Rethinking Theory of Mind

There are some interesting dialogues/debates going on regarding the Theory of Mind... uh... theory, in regards to individuals with autism spectrum disorders and ability to share perspectives and emphasize with others.

Here is an interesting article from the Autism Support Network, which discusses the linguistic and behavioral complexity of a classic Theory of Mind task:

Here is a excerpt from a response to Simon Baron-Cohen ( a co-author of the first study that proposed individuals with autism have a deficit in Theory of Mind)  written by Rachel Cohen Rottenberg, a woman who identifies as being on the autism spectrum:

In The Empathy Quotient: An Investigation of Adults with Asperger's Syndrome or High-Functioning Autism, and Normal Sex Differences, Simon (Baron-Cohen) and his colleague Sally Wheelwright draw on a definition of cognitive empathy as "using a 'theory of mind' (Astington, Harris, & Olson, 1988; Wellman, 1990) or ‘mindreading' (Baron-Cohen, 1995; Whiten, 1991)." In Theory of mind in normal development and autism, Simon defines the term "theory of mind" and specifically describes it as a core component of humanity that is impaired in autistic people:

A theory of mind remains one of the quintessential abilities that makes us human (Whiten, 1993). By theory of mind we mean being able to infer the full range of mental states (beliefs, desires, intentions, imagination, emotions, etc.) that cause action. In brief, having a theory of mind is to be able to reflect on the contents of one's own and other's minds. Difficulty in understanding other minds is a core cognitive feature of autism spectrum conditions. The theory of mind difficulties seem to be universal among such individuals." (Baron-Cohen, 3)

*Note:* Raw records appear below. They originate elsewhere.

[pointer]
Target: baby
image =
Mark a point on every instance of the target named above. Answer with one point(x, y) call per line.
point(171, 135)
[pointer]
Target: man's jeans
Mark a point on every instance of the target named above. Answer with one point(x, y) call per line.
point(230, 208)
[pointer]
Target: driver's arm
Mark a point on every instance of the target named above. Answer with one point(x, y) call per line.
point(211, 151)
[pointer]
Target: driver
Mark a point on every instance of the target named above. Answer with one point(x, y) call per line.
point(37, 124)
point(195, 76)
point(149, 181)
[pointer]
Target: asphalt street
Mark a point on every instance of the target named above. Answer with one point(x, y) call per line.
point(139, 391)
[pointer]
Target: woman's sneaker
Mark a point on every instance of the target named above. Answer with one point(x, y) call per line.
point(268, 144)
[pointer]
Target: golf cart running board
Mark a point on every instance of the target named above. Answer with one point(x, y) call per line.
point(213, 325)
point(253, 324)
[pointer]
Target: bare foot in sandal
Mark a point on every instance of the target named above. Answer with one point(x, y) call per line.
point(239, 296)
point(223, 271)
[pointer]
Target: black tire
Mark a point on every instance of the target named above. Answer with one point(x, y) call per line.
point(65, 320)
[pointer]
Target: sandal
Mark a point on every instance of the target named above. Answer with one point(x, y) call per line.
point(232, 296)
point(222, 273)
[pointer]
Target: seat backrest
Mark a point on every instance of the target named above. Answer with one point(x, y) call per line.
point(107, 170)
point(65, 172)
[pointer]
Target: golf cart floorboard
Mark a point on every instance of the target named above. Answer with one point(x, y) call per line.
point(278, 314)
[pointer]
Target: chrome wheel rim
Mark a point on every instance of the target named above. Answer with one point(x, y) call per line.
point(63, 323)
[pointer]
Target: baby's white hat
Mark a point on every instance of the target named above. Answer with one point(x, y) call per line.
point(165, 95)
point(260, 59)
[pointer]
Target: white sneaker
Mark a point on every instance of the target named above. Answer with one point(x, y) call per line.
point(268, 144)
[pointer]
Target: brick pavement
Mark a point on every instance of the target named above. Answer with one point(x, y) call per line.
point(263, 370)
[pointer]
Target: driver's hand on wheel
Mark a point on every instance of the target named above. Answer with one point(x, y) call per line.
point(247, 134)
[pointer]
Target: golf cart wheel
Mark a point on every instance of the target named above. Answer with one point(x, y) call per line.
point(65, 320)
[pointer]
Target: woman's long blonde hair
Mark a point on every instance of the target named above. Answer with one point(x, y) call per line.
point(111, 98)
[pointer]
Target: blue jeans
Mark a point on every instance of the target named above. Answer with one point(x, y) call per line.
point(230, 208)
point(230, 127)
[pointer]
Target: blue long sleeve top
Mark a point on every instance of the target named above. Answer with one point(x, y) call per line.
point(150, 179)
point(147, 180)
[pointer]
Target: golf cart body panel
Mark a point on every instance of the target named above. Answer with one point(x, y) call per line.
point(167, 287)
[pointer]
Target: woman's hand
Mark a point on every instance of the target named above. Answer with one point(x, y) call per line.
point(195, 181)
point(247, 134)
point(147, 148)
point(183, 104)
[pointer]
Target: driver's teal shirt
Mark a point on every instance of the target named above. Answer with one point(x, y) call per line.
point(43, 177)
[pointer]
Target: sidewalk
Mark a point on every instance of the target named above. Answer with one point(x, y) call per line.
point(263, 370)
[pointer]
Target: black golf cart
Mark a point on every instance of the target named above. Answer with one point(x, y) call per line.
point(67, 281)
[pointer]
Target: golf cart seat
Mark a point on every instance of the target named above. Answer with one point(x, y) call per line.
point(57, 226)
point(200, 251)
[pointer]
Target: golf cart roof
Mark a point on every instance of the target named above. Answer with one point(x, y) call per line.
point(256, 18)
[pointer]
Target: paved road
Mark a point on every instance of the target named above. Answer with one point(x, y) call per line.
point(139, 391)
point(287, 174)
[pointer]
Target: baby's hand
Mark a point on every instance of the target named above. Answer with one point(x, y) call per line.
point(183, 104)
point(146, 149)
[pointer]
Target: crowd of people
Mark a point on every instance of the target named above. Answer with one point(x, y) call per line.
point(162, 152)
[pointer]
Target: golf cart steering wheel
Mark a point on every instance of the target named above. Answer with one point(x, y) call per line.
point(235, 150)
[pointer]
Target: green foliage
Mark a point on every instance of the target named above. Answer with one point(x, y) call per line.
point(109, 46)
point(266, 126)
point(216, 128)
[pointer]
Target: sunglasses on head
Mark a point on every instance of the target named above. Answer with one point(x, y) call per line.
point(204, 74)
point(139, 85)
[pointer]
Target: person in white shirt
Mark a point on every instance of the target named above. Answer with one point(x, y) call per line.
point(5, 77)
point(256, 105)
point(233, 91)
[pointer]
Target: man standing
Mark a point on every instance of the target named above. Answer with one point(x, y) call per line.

In his response to my post, and in numerous other pieces of writing, Simon asserts that both theory of mind and cognitive empathy rely upon an ability to see and to read nonverbal signals. If a person can't do so, but relies upon verbal language or another form of communication, then that person has an impairment in theory of mind and in the cognitive empathy that depends upon it, resulting in a deficit in "one of the quintessential abilities that makes us human."

It's my contention that calling a physical inability to see and to interpret nonverbal signals a failure of any kind of empathy is to make an unmerited interpretive leap. After all, people who are blind cannot see and interpret nonverbal signals — they rely upon spoken language and/or Braille text — and yet, to my knowledge, no one has alleged that blindness is a low-empathy condition. Blind people come to understand the mental states of other people through other means, just as autistic people do. And yet, for an autistic person, a problem seeing and interpreting visual phenomena — and the necessity of taking alternative routes to acquiring the information expressed by such phenomena — is the basis for defining autism as an empathy disorder.

Please note the double standard at work.

I like the way in which Rottenburg highlights the sensory components often involved in autism spectrum disorders - factors which are often divorced from discussion of perceived Theory of Mind or empathetic breakdowns. You can read the entire post here.  And here is a link to Simon Baron-Cohen's response. More than anything, I think these dialogues serve as a cautionary tale - be careful when attempting to make broad, blanket statements about something as subjectively diagnosed, multifaceted, and spectrum-y as autism. Some individuals with autism spectrum disorders may have a deficit in taking on another's perspective, some are adept at reading non-verbal cues, and yet others just wanna play Cut the Rope.